Benjamin Teixeira
por um espírito anônimo.
Eu era criança e precisava de amor. Em vez disso, vocês me espancaram e me negaram afeto, atacaram-me o moral, desrespeitando meu senso de dignidade pessoal, dizendo-me inútil e decepcionante, em todos os sentidos, abusando de mim de todas as formas que eram possíveis a um ser humano.
Foram carinhosos com outras crianças, na minha presença, e, ao mesmo tempo, me rejeitaram, desprezaram e humilharam. Ante o espetáculo da consideração e atenção, carícias e incentivos que outros recebiam, mas que me eram negados, minha dor era terrivelmente intensificada, a ponto de me fazer sentir-me um dejeto vivo, uma excrescência humana. Se ninguém recebesse ternura, nada seria de estranhar. Mas por que todos mereciam manifestações de apreço e eu não? Para completar, disseram-me que era minha a culpa, que ninguém, nem mesmo Deus, poderia gostar de mim, uma aberração aos olhos dos familiares, do mundo e do Criador: o monstro, o culpado, o imprestável, a causa da infelicidade dos meus próprios perseguidores – a mais mórbida e trágica das ironias injustas que padeci…
Frente a tudo isso, poderia me converter num facínora, ou ao menos numa pessoa rude, amarga ou viciada.

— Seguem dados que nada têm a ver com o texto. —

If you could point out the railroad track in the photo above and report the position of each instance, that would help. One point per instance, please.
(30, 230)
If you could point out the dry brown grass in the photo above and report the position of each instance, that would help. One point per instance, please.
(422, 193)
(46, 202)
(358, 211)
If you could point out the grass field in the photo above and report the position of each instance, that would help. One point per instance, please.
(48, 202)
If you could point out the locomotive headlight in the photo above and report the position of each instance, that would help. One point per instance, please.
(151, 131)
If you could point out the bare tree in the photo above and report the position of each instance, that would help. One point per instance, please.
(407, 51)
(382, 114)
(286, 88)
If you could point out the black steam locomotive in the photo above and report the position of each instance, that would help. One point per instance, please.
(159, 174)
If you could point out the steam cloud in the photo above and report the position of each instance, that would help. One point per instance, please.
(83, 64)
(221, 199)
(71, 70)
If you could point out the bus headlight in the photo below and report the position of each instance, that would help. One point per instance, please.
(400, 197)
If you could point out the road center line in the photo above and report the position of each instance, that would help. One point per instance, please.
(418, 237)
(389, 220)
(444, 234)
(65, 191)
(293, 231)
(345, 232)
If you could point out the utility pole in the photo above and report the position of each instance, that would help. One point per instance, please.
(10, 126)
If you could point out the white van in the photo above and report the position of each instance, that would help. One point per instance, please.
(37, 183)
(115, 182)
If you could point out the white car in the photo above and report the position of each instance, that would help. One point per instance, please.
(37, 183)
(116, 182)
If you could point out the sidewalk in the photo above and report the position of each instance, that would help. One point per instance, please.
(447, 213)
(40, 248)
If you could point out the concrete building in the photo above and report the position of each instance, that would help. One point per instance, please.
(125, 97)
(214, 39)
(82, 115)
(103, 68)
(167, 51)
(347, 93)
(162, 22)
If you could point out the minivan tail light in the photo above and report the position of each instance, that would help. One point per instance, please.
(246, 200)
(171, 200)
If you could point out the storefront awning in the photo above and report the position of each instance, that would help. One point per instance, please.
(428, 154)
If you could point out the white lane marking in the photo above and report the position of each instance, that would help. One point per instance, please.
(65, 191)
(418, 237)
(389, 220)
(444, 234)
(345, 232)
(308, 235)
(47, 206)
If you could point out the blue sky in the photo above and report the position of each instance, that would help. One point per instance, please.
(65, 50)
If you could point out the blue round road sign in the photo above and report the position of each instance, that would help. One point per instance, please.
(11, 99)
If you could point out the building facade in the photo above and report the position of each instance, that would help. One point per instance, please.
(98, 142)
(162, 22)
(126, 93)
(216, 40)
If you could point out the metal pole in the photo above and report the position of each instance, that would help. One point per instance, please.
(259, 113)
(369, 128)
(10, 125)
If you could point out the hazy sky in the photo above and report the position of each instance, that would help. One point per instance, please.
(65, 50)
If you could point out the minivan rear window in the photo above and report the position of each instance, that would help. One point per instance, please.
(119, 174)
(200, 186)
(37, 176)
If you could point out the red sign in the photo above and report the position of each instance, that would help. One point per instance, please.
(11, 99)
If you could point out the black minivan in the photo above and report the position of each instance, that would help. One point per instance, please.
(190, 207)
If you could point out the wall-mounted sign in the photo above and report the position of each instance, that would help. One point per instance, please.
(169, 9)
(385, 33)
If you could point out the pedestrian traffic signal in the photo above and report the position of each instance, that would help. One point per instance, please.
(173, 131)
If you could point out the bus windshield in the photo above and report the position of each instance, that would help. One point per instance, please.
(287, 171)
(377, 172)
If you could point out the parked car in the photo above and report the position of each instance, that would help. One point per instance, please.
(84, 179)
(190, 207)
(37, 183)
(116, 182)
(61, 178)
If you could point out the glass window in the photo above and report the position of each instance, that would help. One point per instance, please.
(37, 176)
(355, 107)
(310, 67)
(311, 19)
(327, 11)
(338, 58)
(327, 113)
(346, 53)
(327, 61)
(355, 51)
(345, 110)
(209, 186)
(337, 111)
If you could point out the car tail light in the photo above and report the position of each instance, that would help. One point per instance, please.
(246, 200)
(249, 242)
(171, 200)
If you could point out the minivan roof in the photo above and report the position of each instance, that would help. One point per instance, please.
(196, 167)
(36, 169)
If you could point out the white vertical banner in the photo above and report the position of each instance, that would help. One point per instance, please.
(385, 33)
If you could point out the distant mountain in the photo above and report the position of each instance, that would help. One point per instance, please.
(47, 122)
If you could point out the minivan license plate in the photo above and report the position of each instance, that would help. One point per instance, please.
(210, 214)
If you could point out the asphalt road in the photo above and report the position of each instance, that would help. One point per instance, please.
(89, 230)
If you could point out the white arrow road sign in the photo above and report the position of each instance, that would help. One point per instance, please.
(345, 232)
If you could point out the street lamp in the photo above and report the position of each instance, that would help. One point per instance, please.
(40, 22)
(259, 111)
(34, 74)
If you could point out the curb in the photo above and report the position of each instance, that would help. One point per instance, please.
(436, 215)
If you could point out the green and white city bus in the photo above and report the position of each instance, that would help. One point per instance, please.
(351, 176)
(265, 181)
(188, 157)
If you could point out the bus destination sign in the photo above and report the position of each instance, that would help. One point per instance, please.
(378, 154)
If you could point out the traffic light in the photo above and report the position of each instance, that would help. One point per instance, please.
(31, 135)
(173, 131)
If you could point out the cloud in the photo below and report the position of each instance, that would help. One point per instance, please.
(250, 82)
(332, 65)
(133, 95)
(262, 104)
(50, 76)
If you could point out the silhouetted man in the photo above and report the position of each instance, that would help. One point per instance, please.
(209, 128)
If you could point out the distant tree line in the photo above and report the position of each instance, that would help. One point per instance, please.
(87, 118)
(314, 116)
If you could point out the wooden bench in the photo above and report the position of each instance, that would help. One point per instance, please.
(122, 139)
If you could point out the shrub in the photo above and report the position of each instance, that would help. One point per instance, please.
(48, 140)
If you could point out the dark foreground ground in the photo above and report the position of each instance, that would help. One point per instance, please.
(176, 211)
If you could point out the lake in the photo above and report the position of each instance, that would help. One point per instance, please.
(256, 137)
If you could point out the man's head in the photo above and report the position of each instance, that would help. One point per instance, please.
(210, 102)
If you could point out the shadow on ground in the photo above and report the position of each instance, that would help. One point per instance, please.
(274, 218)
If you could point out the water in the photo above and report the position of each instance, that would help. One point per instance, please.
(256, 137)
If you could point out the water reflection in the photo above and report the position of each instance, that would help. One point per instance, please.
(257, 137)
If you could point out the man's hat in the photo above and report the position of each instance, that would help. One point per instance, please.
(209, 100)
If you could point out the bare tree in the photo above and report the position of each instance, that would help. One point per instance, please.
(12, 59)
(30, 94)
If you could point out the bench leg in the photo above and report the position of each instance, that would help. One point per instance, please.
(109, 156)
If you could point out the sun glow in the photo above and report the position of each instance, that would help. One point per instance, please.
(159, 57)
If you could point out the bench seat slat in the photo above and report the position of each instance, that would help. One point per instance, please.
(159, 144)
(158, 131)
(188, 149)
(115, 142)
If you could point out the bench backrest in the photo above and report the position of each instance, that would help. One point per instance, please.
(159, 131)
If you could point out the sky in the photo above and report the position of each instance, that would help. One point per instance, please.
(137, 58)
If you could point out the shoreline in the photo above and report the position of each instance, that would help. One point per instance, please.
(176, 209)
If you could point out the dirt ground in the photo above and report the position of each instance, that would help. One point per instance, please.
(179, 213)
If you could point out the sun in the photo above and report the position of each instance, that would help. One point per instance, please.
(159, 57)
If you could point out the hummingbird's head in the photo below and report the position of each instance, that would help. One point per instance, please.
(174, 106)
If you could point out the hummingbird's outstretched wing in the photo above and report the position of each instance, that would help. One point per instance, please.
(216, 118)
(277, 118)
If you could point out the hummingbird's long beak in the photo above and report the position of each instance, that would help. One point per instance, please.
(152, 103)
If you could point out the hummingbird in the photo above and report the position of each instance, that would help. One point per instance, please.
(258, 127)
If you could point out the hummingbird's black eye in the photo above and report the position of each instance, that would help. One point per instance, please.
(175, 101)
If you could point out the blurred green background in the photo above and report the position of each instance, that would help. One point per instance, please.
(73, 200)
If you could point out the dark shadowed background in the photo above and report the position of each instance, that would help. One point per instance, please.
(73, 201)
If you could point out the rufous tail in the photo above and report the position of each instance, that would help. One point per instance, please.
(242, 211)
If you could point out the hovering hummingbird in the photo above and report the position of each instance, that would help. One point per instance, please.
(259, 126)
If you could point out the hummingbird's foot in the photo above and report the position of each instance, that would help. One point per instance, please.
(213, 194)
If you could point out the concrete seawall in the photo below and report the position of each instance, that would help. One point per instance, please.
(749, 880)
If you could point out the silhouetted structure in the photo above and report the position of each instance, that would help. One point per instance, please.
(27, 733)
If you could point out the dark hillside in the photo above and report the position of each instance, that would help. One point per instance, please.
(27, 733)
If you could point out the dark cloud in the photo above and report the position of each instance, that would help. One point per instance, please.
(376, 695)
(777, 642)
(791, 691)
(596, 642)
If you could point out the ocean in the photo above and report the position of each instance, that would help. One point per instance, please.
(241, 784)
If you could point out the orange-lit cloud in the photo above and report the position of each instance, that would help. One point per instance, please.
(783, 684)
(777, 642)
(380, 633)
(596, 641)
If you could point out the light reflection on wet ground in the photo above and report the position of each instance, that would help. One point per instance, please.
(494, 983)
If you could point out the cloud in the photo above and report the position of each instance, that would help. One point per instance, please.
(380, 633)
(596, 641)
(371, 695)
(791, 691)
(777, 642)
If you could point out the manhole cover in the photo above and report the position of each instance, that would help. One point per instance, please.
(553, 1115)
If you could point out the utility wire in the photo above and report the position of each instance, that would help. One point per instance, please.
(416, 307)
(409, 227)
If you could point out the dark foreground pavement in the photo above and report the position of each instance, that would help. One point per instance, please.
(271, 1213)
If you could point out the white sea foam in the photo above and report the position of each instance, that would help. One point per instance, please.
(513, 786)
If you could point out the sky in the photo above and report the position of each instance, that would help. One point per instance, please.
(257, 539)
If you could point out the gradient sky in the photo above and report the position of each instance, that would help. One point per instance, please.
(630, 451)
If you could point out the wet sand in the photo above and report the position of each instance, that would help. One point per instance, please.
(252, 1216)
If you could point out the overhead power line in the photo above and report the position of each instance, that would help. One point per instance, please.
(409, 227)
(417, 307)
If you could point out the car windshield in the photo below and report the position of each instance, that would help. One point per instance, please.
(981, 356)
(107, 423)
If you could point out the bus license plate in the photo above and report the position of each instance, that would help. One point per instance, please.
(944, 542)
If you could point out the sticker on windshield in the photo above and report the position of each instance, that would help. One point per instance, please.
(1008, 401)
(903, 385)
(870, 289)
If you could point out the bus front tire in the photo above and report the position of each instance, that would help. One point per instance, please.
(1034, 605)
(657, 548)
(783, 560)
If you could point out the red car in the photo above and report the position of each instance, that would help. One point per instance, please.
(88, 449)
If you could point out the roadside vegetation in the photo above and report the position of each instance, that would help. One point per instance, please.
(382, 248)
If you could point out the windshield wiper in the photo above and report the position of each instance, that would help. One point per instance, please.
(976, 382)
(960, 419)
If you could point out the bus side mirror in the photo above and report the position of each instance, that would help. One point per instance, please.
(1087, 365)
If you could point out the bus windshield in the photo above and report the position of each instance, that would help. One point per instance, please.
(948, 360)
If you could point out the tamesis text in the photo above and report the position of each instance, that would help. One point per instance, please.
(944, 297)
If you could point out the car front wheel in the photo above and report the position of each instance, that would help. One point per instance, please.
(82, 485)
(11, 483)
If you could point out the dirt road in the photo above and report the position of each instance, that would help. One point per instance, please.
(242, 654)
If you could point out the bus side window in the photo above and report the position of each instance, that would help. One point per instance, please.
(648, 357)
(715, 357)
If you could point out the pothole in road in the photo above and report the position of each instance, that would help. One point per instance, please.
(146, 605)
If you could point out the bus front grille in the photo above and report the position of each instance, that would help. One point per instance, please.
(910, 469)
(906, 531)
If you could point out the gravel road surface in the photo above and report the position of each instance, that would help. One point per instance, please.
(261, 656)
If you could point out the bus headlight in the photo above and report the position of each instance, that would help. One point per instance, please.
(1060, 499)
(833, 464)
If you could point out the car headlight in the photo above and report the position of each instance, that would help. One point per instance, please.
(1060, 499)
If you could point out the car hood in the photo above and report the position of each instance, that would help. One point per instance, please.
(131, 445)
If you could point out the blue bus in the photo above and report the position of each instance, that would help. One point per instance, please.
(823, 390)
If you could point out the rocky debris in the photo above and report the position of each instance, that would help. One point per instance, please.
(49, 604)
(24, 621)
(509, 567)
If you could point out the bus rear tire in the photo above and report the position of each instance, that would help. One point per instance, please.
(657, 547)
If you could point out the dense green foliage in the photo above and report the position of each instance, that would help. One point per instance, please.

Contudo, a Mão de Deus, misericordiosamente, interveio largamente, e me tornou mais sensível à dor de meus semelhantes, fazendo-me, com isso, um canal de socorro a muitos, pela múltipla cátedra a que fui encarapitado, por meio da experiência de vida, nas desgraças da condição humana. E, sim, fiz uma escolha: optei pelo amor, e não pelo ódio, indiferença e mesquinharia que me foram entregues, sistematicamente, como ração psicológica diária, ano sobre ano, durante toda a infância, passando pela adolescência, até chegar à fase adulta, quando, por fim, me revolvi por dar o amor que nunca recebera…
Obrigado, Senhor, por me ter ofertado a bênção da vida e das oportunidades de alegria e paz. No entanto, pelo menos na mesma medida, muito grato estou por todas as tristezas, castrações e infortúnios que me fortaleceram o caráter, amadureceram-me a personalidade e me tornaram mais lúcido, sereno e sábio.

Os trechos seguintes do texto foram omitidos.